La Maravilla Intemporal

Introducción a su libro No-thing (Ninguna-cosa)

por Andreas Müller Extracto de su libro: ninguna-cosa
Andreas Müller

Lo que he descubierto. El por qué estoy escribiendo este libro, por qué todo esto está sucediendo, lo siento, no lo sé. En realidad, "yo no lo sé" es un poquito superficial, sí, incluso llano, y sólo toca el mensaje en su periferia. El mensaje en este libro es que no hay ningún mensaje. Tú ―el que se experimenta a sí mismo/a como alguna cosa (una persona, hombre, mujer, alto, pequeño... lo que sea)― puedes estar en busca de respuestas. Tal vez te preguntes acerca de la vida. Tal vez incluso las llamadas preguntas profundas. Tal vez quieras algún método, alguna mejor manera de navegar a través de lo que llamas "vida". O tal vez estás buscando, tal vez incluso desesperadamente, una respuesta, o "la" gran respuesta. Una solución. Una salida.

Tal vez esperas esa respuesta de este libro. Tal vez esperas encontrar algo en estas páginas. Algo útil. Algo para ti. Para tu vida, tu suerte, tu felicidad o incluso tu iluminación, o lo que sea que eso signifique para ti.

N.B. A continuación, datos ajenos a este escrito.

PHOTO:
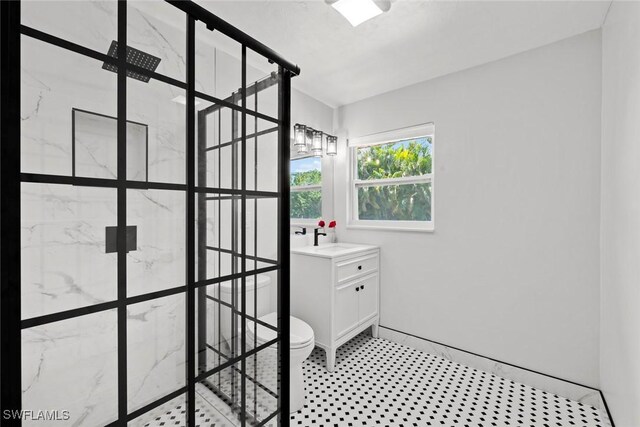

Te puedo decir, que no lo lograrás. No puedes encontrar nada de eso, ni en este libro, ni en ningún otro lugar, simplemente porque no hay nada que encontrar. Y por sobre todo, no hay nadie buscando. Sí, no hay nadie buscando, porque no hay nadie vivo. La sensación de "Yo soy", la sensación de que tú eres, de que realmente eres alguien, una entidad separada, un ser humano que vive en un planeta llamado tierra, ahora mismo, aquí en este momento, es ilusoria. Sí, absolutamente así, "tú", es decir, el sentido de que tú eres, la sensación de "yo realmente soy" es una ilusión.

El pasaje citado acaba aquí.